La justice climatique va au-delà des combustibles fossiles

Dans la lutte pour un monde meilleur, les universités deviennent des sites critiques de conflit. Au cours de la dernière année, des syndicats d’étudiants diplômés de L’Université de New York à l’Université de Californie à Santa Cruz se sont mis en grève pour exiger des ajustements élémentaires du coût de la vie dans les villes où la montée en flèche des loyers pousse la classe ouvrière à la marge. Peu de temps après le meurtre de George Floyd en mai dernier, après une intense pression du corps étudiant, l’Université du Minnesota couper les ponts avec le département de police de Minneapolis. Et à un rythme toujours croissant, les organisateurs étudiants poussent avec succès leurs administrations universitaires à désinvestir des combustibles fossiles.

Loin d’être des lieux isolés de débats académiques ésotériques, les universités doivent être vues pour ce qu’elles sont: des institutions vastes et puissantes avec des dizaines de milliers d’étudiants et de travailleurs, dont les actions ont de profondes implications tant pour les communautés locales que pour le reste du monde.
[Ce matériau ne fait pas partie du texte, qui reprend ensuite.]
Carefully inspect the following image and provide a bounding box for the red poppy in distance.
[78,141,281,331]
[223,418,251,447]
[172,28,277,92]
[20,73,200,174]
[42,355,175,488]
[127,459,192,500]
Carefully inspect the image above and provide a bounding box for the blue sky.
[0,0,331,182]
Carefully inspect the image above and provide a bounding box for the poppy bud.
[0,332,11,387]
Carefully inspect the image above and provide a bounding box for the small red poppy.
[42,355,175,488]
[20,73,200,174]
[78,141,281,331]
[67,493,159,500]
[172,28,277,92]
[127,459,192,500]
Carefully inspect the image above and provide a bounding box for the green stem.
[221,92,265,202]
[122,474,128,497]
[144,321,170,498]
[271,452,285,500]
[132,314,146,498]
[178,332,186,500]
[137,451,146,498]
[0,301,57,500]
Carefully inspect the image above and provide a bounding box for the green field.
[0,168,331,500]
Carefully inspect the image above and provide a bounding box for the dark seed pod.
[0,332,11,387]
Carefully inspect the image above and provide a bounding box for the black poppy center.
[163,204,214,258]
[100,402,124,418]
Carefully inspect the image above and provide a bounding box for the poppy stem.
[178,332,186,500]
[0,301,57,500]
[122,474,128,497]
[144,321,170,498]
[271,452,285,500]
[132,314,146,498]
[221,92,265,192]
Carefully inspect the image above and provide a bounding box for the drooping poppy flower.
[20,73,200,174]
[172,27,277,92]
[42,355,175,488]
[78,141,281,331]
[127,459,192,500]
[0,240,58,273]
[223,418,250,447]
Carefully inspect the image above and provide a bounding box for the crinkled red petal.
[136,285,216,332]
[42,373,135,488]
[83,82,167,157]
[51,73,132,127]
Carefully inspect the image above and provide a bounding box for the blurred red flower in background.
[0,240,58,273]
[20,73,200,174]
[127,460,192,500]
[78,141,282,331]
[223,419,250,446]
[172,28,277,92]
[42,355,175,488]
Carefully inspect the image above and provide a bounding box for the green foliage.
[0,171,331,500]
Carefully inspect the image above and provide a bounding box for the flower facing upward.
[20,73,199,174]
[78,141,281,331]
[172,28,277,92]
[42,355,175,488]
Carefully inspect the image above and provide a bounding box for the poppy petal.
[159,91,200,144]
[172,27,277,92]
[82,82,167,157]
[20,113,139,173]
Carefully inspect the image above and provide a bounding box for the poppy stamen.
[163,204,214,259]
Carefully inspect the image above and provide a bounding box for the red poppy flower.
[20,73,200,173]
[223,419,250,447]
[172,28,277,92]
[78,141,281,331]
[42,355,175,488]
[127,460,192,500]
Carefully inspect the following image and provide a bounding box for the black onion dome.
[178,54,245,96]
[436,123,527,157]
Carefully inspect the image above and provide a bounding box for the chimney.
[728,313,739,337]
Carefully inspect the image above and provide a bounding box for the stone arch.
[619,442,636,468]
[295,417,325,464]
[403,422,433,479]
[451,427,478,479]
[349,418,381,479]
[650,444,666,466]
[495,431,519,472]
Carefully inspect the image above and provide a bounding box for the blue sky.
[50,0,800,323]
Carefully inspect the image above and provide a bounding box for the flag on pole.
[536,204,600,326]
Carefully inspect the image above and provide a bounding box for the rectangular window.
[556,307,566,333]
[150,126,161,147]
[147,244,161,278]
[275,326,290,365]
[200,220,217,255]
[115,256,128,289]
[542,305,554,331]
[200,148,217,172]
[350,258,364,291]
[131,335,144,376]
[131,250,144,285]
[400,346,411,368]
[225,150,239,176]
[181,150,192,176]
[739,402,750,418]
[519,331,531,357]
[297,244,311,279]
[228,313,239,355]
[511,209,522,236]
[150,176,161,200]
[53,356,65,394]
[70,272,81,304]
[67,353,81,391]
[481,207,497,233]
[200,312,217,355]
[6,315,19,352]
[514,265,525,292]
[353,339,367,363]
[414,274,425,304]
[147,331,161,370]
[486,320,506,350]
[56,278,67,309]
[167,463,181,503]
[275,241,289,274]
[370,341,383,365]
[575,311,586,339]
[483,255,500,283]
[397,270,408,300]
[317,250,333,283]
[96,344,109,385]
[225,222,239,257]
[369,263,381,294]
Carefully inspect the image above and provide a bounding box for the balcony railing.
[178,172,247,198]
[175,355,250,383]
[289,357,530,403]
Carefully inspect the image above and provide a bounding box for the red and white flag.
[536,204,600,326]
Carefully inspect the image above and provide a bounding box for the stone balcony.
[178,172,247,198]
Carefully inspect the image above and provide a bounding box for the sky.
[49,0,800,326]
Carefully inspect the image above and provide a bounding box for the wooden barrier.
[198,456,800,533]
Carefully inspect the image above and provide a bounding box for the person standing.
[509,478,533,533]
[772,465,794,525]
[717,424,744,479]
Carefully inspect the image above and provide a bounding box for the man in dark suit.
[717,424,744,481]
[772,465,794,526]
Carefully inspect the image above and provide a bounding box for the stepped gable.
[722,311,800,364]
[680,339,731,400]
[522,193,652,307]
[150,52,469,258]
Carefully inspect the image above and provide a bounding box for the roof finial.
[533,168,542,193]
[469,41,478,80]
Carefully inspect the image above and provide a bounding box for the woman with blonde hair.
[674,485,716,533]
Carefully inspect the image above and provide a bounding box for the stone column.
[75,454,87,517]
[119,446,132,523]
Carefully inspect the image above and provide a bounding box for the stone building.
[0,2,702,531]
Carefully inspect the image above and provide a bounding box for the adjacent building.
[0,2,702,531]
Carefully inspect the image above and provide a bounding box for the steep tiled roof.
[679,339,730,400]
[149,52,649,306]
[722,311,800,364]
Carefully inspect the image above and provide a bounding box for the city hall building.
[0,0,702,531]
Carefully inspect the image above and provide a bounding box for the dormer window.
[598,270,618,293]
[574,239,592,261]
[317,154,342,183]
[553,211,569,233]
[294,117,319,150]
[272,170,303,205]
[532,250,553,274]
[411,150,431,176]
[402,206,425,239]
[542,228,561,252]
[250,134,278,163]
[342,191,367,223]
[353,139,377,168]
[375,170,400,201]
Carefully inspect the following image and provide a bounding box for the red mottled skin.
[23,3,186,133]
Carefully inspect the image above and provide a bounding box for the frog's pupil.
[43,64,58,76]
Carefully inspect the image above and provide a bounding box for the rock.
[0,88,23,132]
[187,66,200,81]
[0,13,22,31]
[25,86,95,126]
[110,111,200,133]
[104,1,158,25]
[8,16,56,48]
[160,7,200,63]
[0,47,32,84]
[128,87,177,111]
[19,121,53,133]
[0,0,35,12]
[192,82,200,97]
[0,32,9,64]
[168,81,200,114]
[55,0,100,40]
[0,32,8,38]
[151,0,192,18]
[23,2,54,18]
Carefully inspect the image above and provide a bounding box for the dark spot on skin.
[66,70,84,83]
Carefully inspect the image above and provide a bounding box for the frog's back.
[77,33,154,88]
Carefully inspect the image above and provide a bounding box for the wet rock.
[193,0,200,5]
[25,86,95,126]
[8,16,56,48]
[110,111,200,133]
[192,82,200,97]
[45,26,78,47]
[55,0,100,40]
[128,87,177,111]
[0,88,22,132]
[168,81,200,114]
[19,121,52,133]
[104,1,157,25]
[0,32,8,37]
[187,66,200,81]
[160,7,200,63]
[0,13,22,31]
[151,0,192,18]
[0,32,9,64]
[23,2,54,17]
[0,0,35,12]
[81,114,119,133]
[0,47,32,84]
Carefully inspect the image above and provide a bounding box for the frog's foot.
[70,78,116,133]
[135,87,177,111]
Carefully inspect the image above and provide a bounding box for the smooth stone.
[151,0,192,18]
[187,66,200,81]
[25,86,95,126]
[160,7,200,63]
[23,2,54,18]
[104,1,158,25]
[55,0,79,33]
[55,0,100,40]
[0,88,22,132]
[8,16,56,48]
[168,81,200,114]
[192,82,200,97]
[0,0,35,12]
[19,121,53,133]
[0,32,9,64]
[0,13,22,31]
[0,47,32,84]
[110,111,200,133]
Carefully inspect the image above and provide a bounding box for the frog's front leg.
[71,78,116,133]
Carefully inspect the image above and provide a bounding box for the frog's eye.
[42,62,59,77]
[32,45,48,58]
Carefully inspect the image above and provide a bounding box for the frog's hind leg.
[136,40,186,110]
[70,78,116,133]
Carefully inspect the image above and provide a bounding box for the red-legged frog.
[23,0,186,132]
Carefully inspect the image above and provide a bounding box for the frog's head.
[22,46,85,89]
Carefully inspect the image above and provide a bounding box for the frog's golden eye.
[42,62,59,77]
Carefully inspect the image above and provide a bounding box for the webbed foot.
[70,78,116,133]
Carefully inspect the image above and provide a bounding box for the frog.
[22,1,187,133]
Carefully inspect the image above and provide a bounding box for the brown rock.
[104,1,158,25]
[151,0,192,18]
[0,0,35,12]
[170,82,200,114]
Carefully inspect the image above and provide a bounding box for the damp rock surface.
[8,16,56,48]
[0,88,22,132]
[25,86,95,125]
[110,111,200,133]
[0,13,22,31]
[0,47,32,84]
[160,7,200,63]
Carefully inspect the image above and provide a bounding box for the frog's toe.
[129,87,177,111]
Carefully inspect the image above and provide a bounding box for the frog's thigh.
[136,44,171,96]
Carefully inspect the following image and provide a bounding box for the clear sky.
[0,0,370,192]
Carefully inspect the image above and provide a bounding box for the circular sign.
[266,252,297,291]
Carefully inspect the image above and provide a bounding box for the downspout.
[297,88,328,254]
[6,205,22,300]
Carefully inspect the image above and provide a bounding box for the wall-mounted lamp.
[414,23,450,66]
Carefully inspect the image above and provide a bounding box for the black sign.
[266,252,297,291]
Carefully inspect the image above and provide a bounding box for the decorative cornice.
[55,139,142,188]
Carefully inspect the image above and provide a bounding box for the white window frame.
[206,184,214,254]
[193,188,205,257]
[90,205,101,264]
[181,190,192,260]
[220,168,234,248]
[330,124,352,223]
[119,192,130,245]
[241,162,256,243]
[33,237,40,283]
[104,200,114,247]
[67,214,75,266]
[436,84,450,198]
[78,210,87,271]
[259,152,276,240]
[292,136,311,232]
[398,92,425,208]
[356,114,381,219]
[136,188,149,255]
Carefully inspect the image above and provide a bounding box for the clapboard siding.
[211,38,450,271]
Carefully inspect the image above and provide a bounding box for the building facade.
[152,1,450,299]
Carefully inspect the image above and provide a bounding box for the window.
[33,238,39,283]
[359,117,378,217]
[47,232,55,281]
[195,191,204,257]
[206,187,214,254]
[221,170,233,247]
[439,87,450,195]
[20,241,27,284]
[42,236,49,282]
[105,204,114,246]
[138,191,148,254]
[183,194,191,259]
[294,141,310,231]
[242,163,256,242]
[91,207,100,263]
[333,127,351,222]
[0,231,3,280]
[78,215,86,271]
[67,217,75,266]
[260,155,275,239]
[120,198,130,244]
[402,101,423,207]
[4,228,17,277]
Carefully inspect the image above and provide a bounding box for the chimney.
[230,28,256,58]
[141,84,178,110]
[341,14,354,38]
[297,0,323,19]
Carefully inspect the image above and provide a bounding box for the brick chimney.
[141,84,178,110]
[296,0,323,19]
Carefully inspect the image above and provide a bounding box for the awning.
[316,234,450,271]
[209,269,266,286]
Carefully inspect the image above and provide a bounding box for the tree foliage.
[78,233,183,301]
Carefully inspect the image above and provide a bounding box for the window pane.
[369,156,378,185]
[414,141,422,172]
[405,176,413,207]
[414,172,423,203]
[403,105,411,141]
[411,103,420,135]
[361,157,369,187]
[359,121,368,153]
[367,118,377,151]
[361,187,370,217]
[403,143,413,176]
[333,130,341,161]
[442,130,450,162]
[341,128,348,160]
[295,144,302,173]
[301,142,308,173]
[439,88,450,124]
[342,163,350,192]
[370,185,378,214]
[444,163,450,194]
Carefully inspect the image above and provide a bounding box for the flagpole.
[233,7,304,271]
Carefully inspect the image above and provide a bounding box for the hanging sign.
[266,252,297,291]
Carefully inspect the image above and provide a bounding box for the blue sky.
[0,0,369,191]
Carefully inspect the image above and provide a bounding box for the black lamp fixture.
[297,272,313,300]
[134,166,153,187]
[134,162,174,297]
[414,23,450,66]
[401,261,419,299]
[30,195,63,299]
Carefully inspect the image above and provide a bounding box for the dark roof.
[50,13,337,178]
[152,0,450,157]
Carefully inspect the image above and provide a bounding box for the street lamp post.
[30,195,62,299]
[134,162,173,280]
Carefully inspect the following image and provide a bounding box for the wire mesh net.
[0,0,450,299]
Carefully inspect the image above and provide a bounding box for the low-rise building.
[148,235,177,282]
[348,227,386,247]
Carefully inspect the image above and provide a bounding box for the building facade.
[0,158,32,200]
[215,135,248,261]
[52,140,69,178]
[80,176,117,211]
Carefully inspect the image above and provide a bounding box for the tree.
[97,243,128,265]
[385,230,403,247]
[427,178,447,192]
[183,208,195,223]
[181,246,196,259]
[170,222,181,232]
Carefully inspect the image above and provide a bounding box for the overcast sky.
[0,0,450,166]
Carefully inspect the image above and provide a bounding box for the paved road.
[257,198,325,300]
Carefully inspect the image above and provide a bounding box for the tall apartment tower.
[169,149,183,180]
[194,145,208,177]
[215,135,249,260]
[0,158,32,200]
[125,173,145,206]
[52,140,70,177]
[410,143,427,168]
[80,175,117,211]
Les organisateurs du climat sur les campus devraient aborder leurs campagnes en conséquence – et comprendre que les luttes de tous les mouvements radicaux du campus sont profondément imbriquées dans la lutte pour la justice climatique.

Actuellement, «l’action climatique» au niveau universitaire est presque exclusivement comprise en termes d’atténuation des émissions de carbone, soit sur site, par le biais de la planification de la neutralité carbone, ou ailleurs, par le désinvestissement. Mais ce n’est pas tout le champ d’action nécessaire pour lutter contre le changement climatique, et limiter notre cadrage de cette manière circonscrit nos demandes potentielles. Bien qu’importants, la réduction des émissions locales et la réduction du flux de capitaux vers l’industrie des combustibles fossiles ne représentent qu’une stratégie partielle. Un véritable engagement en faveur de la justice climatique est beaucoup plus large: il implique nécessairement de renforcer la résilience locale aux impacts climatiques et de s’attaquer au rôle des universités dans l’ensemble des méfaits qui se croisent avec la crise climatique, à la fois locale et mondiale.

Par exemple, en mars, après près d’une décennie de pressions intenses de la part des étudiants organisateurs, l’Université du Michigan a annoncé un désinvestissement complet des combustibles fossiles. La semaine précédant l’annonce, l’université a publié son plan de neutralité carbone – également l’objet de pressions intenses – qui vise à atteindre une véritable neutralité carbone à l’échelle de l’université d’ici 2040.

À première vue, il semble que l’UM reconnaît sa responsabilité massive dans l’atténuation de la crise climatique et trace un chemin audacieux pour y remédier – et en effet, ces étapes sont monumentales: la dotation du Michigan est la première du monde. Top 10 les dotations universitaires les plus importantes à céder.

Mais les militants du climat sur les campus ici et ailleurs ne devraient pas être si facilement satisfaits.

Bien que ces victoires méritent d’être célébrées, ni ne reflètent la pleine capacité – ni la responsabilité – des universités de mobiliser leurs ressources pour faire face à la crise climatique, et ni l’une ni l’autre ne sont suffisantes pour faire progresser la justice climatique.